Anything that assists the Chinese government in spying on its citizens, learning about their private as well as public actions, and controlling their behavior so that they conform to a model pleasing to the government is going to get a lot of support. And AI fits this bill perfectly, which is one reason why China is not only pouring billions into AI R&D, but exporting it to other countries that want to spy on their people too.
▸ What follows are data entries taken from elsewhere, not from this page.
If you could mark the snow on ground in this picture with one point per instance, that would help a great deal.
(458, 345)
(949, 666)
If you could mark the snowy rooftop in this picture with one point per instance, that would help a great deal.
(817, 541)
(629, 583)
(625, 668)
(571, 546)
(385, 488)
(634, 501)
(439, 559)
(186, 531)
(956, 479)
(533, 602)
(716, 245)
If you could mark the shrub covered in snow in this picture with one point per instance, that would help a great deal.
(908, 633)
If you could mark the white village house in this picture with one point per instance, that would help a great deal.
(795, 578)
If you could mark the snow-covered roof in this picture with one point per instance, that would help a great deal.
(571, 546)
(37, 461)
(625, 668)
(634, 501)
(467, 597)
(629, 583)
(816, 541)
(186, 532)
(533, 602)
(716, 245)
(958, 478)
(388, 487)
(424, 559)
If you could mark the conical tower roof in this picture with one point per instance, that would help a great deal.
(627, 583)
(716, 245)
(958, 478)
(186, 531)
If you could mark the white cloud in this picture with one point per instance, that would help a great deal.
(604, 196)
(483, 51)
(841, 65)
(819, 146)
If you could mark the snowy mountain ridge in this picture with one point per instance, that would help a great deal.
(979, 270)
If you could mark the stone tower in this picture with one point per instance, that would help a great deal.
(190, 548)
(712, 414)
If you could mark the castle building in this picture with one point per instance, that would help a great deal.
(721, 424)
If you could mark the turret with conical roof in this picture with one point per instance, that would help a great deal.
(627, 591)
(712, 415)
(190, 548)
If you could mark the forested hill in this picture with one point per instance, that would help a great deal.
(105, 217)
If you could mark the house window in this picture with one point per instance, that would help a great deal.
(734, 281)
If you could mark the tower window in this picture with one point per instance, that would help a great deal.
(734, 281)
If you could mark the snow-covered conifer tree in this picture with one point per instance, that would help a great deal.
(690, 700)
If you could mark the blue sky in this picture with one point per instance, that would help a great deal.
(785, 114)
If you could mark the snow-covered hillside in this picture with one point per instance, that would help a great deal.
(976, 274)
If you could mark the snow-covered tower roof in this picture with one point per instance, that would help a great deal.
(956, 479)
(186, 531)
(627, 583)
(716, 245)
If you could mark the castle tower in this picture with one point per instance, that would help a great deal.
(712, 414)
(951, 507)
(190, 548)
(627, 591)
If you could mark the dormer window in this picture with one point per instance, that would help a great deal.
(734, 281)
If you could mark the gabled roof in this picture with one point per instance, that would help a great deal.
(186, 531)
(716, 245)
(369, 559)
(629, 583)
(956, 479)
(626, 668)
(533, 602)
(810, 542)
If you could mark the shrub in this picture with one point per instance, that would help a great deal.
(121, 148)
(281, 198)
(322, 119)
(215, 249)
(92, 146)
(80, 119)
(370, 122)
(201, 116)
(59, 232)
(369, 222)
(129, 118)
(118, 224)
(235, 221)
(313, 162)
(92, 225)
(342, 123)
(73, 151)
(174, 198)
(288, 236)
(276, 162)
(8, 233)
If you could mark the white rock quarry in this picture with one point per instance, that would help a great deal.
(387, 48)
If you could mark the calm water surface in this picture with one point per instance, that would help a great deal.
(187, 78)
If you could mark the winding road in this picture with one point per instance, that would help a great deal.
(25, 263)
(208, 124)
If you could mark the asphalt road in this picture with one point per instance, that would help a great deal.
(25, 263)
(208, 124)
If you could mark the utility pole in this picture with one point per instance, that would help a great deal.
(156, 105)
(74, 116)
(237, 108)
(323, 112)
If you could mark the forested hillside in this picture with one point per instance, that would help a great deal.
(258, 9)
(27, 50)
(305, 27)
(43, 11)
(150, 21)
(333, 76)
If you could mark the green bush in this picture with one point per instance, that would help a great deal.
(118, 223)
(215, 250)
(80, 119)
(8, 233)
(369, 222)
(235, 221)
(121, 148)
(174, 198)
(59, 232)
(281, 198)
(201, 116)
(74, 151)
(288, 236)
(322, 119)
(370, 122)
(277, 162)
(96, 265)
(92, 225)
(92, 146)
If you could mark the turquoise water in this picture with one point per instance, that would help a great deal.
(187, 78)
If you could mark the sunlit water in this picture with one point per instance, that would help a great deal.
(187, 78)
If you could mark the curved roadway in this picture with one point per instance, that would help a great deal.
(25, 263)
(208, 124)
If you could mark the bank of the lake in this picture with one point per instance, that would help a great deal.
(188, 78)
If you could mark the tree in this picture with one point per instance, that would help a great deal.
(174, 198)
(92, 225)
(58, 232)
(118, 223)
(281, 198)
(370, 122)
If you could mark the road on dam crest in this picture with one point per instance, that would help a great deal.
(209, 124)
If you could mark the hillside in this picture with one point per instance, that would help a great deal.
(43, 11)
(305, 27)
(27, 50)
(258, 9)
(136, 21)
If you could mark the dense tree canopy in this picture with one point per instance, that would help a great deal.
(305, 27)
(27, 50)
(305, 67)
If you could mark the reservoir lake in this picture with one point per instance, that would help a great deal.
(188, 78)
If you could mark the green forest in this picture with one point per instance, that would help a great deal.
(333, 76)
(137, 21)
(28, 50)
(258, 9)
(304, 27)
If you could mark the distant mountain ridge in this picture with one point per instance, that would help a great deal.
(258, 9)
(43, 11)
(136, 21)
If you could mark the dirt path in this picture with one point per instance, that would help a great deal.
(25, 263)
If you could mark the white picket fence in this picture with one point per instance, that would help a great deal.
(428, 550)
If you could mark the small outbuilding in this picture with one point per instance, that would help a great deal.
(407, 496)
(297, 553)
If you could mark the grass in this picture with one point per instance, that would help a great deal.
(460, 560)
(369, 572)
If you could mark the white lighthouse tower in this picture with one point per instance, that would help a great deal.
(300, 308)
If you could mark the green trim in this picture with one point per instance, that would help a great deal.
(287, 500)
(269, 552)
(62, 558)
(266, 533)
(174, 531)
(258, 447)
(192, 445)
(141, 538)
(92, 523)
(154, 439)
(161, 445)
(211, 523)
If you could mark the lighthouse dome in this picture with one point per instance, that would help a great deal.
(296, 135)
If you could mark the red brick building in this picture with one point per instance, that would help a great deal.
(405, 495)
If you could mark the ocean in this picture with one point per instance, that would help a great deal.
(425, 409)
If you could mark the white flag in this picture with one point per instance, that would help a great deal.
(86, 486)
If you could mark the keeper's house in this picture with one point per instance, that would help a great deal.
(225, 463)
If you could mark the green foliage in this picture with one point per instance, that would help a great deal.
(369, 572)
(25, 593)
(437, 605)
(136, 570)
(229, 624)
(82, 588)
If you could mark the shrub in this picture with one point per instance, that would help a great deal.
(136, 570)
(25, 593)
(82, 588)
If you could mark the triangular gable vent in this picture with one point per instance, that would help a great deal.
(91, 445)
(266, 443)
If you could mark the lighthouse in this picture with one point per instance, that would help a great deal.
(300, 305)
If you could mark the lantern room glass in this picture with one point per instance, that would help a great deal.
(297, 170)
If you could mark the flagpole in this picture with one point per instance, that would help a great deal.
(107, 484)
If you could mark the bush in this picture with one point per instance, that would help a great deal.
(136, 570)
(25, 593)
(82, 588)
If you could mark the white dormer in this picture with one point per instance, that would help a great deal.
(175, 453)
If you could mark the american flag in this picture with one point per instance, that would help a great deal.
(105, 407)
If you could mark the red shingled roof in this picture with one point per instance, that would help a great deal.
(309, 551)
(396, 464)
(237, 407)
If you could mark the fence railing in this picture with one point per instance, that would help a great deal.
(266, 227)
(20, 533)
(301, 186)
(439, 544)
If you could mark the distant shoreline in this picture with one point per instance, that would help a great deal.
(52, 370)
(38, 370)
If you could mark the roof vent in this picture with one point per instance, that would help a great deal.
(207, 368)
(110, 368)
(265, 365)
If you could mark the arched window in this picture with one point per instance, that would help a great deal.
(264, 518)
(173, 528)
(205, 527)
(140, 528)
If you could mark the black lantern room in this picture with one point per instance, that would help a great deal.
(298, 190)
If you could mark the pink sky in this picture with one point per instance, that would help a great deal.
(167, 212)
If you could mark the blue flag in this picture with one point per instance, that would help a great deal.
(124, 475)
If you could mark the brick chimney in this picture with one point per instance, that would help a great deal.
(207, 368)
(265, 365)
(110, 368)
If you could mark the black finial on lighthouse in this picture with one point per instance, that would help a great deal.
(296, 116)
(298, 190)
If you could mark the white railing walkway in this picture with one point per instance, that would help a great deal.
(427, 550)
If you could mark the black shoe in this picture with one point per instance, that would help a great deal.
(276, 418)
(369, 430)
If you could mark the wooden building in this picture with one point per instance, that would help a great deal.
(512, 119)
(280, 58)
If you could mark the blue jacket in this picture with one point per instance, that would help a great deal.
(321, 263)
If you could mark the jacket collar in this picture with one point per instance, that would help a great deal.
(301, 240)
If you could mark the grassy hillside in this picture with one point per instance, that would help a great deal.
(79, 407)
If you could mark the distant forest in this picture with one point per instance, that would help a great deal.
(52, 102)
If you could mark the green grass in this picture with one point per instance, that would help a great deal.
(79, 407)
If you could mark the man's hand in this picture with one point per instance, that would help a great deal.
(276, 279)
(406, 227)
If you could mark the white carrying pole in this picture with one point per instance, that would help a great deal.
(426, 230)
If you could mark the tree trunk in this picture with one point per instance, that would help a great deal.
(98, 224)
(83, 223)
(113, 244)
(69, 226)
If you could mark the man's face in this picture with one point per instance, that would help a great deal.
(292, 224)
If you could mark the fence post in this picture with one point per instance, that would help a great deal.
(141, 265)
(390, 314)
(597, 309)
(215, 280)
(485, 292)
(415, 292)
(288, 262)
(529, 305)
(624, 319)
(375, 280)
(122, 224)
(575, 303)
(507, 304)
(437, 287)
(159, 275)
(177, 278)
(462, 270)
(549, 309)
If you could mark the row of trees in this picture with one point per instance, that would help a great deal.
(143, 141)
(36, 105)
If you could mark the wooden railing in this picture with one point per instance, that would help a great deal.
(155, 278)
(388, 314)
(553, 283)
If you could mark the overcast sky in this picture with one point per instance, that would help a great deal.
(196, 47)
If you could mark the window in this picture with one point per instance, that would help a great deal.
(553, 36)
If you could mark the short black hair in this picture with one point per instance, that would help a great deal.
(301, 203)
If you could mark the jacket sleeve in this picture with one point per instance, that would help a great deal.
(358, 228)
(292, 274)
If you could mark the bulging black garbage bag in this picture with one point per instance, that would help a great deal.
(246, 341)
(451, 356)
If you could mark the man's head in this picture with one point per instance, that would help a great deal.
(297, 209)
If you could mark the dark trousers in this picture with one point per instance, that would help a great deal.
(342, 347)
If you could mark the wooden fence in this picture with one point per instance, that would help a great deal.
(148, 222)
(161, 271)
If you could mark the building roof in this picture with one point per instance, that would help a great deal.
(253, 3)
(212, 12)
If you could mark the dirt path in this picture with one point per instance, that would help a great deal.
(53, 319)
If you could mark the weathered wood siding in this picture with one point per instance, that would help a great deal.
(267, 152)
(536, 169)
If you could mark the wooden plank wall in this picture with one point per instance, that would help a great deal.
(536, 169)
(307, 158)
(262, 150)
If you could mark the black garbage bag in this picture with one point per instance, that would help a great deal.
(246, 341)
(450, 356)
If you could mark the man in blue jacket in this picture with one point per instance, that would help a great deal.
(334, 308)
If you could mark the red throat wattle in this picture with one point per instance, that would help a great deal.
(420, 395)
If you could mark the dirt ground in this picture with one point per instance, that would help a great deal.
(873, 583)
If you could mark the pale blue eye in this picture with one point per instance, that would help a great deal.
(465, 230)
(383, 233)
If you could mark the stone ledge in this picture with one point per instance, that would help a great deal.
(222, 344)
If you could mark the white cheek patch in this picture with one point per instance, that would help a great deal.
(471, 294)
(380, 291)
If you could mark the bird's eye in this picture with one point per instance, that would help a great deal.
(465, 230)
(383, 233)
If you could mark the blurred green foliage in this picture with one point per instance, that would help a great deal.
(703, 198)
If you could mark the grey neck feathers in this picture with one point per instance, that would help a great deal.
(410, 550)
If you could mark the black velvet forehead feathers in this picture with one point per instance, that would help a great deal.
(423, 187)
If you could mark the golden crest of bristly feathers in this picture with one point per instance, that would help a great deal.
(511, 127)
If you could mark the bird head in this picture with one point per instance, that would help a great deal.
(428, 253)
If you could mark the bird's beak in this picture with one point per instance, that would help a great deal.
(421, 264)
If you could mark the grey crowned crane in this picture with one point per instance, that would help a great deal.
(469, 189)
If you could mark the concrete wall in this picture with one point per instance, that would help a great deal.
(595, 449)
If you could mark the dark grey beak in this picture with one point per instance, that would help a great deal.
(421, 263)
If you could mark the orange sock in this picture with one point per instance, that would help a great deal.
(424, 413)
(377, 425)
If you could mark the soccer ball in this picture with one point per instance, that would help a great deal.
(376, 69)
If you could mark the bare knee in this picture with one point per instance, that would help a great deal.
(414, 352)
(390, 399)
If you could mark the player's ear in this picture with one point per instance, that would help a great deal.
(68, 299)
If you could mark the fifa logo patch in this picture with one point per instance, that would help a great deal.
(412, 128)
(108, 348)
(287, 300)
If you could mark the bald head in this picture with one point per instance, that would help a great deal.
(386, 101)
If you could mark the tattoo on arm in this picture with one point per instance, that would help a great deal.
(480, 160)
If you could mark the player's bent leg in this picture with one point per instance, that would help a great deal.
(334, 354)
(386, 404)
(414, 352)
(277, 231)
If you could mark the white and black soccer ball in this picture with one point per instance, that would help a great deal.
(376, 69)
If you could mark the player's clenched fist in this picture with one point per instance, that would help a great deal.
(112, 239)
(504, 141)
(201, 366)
[Ryan] Khurana points out that Zimbabwe, an African country well-known for its human-rights abuses, has received advanced Chinese AI technology from a startup company in exchange for letting the firm have access to the country’s facial-recognition database. So China is helping the government of Zimbabwe to keep tabs on its citizens as well. Maybe Zimbabwe will come up with something like China’s recently announced Social Credit system, which is a sort of personal reliability rating that eventually every person in China will receive. Think credit rating, only one based on the government’s electronic dossier of your behavior: what stores you visit, what friends you have, what meetings you go to, what TV shows you watch, and whether you go to church. Karl D. Stephan , “Exporting enslavement: China’s illiberal artificial intelligence” at MercatorNet

File:Surveillance equipment 5411.jpg

Even back then: facial and motor vehicle recognition technology, 2008/Maraparacc

It’s part of a long-term strategy:

Arrangements such as this are common under China’s Artificial Intelligence (AI) strategy, whereby Chinese private and state-controlled companies take advantage of the weak legal systems and low privacy standards of developing nations as part of the country’s effort to become a world leader in artificial intelligence by 2030. Ryan Khurana, “The Rise of Illiberal Artificial Intelligence” at National Review

Meanwhile, the Western world struggles with corporate invasions of privacy like Facebook’s Cambridge Analytica scandal: “Cambridge Analytica always denied using Facebook-based psychographic targeting during the Trump campaign, but the scandal over its data harvesting forced the company to close.” (The Guardian)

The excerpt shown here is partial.